HooaaHBot - A Brief Description of HooaaH Bot

How to Identify HooaaH Bot
Presumably, you arrived at this site because you noticed traffic from a User-Agent that identified itself with the string:


HooaaHBot; +http://www.hooaah.com/help/?HooaaHBot

If the IP Address was also 50.63.119.1, then you have come to the right place to find out about who was probably crawling your site.

How HooaaH Bot often Crawls a Site
HooaaH Bot is currently run sporadically (not continuously) on a small number of machines. Each machine has about 6-8 fetcher processes. Each fetcher has open at most 100-300 connections at any given time. In a typical situation, these connections would not all be to the same host.

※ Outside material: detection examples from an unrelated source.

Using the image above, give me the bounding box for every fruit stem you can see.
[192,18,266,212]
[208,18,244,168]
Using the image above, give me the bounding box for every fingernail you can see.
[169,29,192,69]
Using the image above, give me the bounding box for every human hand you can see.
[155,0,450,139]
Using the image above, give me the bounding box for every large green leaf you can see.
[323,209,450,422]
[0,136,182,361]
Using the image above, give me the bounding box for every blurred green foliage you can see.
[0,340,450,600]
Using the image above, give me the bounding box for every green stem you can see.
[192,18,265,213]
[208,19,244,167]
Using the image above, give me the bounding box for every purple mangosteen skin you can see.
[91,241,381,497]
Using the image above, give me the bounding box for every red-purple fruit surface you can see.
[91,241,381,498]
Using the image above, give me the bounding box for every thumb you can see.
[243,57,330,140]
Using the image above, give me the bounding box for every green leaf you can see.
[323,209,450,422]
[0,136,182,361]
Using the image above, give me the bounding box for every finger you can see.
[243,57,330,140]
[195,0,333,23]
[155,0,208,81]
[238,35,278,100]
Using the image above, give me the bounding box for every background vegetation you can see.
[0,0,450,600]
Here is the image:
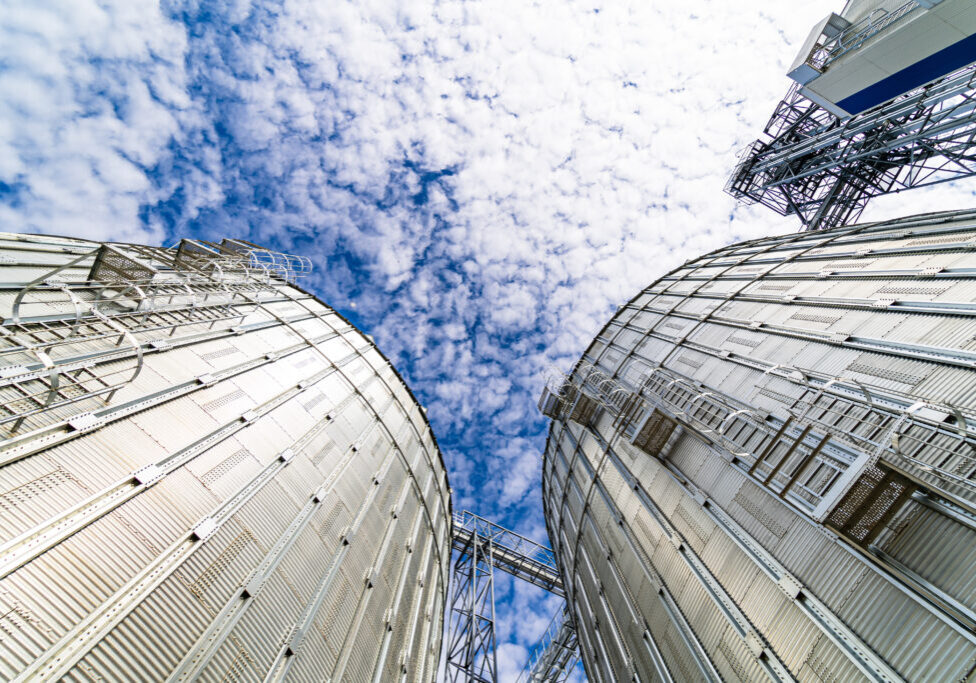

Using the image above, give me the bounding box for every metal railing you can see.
[807,0,919,69]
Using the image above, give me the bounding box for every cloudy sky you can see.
[0,0,972,673]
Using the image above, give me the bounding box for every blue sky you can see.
[0,0,971,673]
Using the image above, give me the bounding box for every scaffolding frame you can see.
[445,511,579,683]
[725,64,976,230]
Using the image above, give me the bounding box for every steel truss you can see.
[446,511,579,683]
[725,59,976,230]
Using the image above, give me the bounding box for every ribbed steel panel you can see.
[0,235,451,681]
[544,216,976,680]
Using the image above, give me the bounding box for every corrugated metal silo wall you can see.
[543,213,976,681]
[0,235,450,681]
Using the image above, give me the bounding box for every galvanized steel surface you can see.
[0,234,451,681]
[540,212,976,681]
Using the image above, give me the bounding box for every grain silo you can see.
[0,234,451,681]
[540,212,976,682]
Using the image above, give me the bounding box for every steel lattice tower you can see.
[726,0,976,230]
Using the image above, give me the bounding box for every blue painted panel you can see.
[837,30,976,114]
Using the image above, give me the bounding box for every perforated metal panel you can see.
[0,234,451,681]
[540,213,976,680]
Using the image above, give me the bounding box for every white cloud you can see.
[0,0,972,676]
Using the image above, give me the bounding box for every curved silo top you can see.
[0,234,451,680]
[540,212,976,680]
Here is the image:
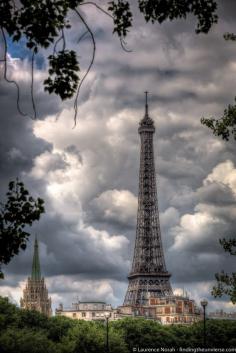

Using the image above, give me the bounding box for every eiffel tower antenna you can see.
[144,91,148,116]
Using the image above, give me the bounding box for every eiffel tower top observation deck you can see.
[124,92,173,305]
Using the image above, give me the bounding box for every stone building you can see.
[20,238,52,316]
[56,302,117,321]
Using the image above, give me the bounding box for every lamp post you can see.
[201,299,208,348]
[105,313,110,353]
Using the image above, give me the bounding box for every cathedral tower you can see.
[124,92,173,306]
[20,238,52,316]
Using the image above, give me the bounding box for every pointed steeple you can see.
[31,237,41,281]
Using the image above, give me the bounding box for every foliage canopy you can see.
[0,0,218,119]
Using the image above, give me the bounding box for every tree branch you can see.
[79,1,114,20]
[30,51,37,119]
[74,9,96,127]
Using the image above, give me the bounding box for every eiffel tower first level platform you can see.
[123,93,173,306]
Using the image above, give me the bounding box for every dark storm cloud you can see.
[0,1,236,310]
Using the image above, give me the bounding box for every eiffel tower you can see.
[123,92,173,306]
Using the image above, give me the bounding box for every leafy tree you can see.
[0,180,44,278]
[201,98,236,141]
[212,239,236,304]
[201,32,236,141]
[0,0,218,122]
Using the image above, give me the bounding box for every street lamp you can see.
[105,313,111,353]
[201,299,208,348]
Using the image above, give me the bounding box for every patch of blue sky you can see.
[7,36,45,70]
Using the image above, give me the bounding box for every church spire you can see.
[31,237,41,281]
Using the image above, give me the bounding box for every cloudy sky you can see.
[0,0,236,310]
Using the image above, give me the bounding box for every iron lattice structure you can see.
[123,93,173,305]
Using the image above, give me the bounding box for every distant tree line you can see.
[0,297,236,353]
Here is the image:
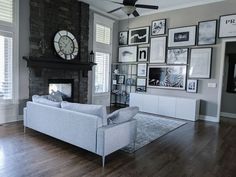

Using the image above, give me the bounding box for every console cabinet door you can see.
[158,96,176,117]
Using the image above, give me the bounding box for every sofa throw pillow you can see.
[32,95,61,108]
[107,107,139,124]
[61,101,107,125]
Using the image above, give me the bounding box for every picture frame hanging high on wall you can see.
[197,20,217,46]
[150,36,167,63]
[129,26,149,45]
[188,47,213,79]
[219,14,236,38]
[148,65,187,90]
[168,26,197,47]
[151,19,166,36]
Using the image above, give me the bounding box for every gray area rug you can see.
[123,113,187,153]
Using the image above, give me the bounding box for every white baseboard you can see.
[199,115,219,122]
[220,112,236,119]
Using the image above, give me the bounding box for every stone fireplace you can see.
[24,0,94,103]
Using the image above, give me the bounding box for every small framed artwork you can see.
[119,31,128,45]
[137,63,147,77]
[187,79,198,93]
[138,47,148,62]
[150,36,166,63]
[168,26,197,47]
[148,65,187,90]
[152,19,166,36]
[119,46,137,62]
[167,48,188,65]
[188,47,213,79]
[117,75,125,84]
[219,14,236,38]
[129,26,149,45]
[197,20,217,45]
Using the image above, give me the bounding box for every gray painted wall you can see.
[221,42,236,114]
[119,0,236,117]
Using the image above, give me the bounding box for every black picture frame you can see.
[226,55,236,93]
[197,19,218,46]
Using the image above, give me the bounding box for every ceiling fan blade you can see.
[107,7,121,14]
[133,10,139,17]
[135,4,159,9]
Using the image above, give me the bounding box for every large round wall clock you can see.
[54,30,79,60]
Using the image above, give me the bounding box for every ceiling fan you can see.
[107,0,159,17]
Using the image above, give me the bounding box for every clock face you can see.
[54,30,79,60]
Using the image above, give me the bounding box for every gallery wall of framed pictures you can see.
[116,14,236,93]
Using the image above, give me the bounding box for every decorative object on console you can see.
[168,26,197,47]
[129,27,149,45]
[150,37,166,63]
[138,47,148,62]
[137,63,147,77]
[119,31,128,45]
[187,79,198,93]
[166,48,188,65]
[119,46,137,62]
[219,14,236,38]
[148,65,186,90]
[198,20,217,45]
[188,47,213,79]
[152,19,166,36]
[54,30,79,60]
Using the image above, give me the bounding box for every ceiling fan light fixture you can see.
[121,6,136,16]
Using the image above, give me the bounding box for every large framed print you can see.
[119,46,137,62]
[148,65,187,90]
[189,48,213,79]
[166,48,188,65]
[152,19,166,36]
[129,27,149,45]
[150,37,166,63]
[168,26,197,47]
[219,14,236,38]
[197,20,217,45]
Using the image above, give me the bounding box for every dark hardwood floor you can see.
[0,119,236,177]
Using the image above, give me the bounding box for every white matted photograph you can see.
[187,79,198,93]
[219,14,236,38]
[188,47,213,79]
[119,46,137,62]
[152,19,166,36]
[198,20,217,45]
[168,26,197,47]
[138,47,148,62]
[150,37,166,63]
[166,48,188,65]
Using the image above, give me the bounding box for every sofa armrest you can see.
[97,119,137,156]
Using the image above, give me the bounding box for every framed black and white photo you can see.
[119,46,137,62]
[219,14,236,38]
[197,20,217,45]
[150,37,166,63]
[137,63,147,77]
[187,79,198,93]
[148,65,186,90]
[188,47,213,79]
[168,26,196,47]
[119,31,128,45]
[138,47,148,62]
[166,48,188,65]
[129,27,149,45]
[152,19,166,36]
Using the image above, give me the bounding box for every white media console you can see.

How you can Change how HooaaH Bot Crawls your Site
HooaaH Bot understands robots.txt (it has to be robots.txt not robot.txt ) files. A robots.txt must be placed in the root folder of your website for its instructions to be followed. HooaaH does not look in subfolders for robots.txt files. A simple robots.txt file to block HooaaH! from crawling any folders other than the cool_stuff folder and its subfolders might look like:


User-agent: HooaaHBot
Disallow: /
Allow: /cool_stuff/
HooaaHBot also obeys HTML ROBOTS meta tags with content among none, noindex, nofollow. An example HTML page, using the noindex, nofollow directive might look as follows:

<!DOCTYPE html >
<html>
<head><title>Meta Robots Example</title>
<meta name="ROBOTS" content="NOINDEX,NOFOLLOW" />
<!-- The members of the content attribute must be comma separated, whitespace will be ignored-->
</head>
<body>
<p>Stuff robots shouldn't put in their index.
<a href="/somewhere">A link that nofollow will prevent from being followed</a></p>
</body>
</html>
Within HTML documents HooaaH Bot honors anchor rel="nofollow" directives. For example, the following link would not be followed by HooaaH Bot:

<a href="/somewhere_else" rel="nofollow" >This link would not be followed by HooaaHBot</a> 

More Specifics on robots.txt and Meta Tag Handling
When processing a robots.txt file, if Disallow and Allow lines are in conflict, HooaaHBot gives preference to the Allow directive over the Disallow directive as the default behavior of robots.txt is to allow everything except what is explicitly disallowed.
If a webpage has a noindex meta tag, then it won't show up in search results, provided that HooaaH has actually downloaded the page. If HooaaH hasn't downloaded the page, or is forbidden from downloading the page by a robots.txt file, it is possible for a link to the page to show up in search results. This could happen if another page links to the given page, and HooaaH has extracted this link and its text and used them in search results. One can check if a URL has been downloaded by typing a query info:URL into HooaaH and seeing the results.
When processing a robots.txt file, HooaaHBot first looks for HooaaHBot User-agent blocks and extracts all of the Allow and Disallow paths listed in them. On success, these form the path that HooaaHBot will use to restrict its access to your site. It then parses all of these blocks and uses them to restrict its access to your site. In particular, if you have a block "User-Agent: *" followed by allow and disallow rules, and no blocks for HooaaHBot, then these paths will be what HooaaHBot uses and honors.
Sitemap directives as per the Sitemap specification are not associated with any particular User-Agent. So HooaaH processes, to the extent that it does, any such directive it finds.

How Quickly does HooaaH Bot Change its Behavior
When HooaaH machines are crawling for longer than one day, they cache the robots.txt file. They use the cached directives rather than re-requesting the robots.txt file for 24 hours before making a new request of the robots.txt file again. So if you change your robots.txt file it might take a little while before the changes are noticed by HooaaH crawler.

Adding Your Site to HooaaH Search Engine
Currently we are working on a self system to allow you to add your site to HooaaH, please check back frequently as we are working hard to finish this out.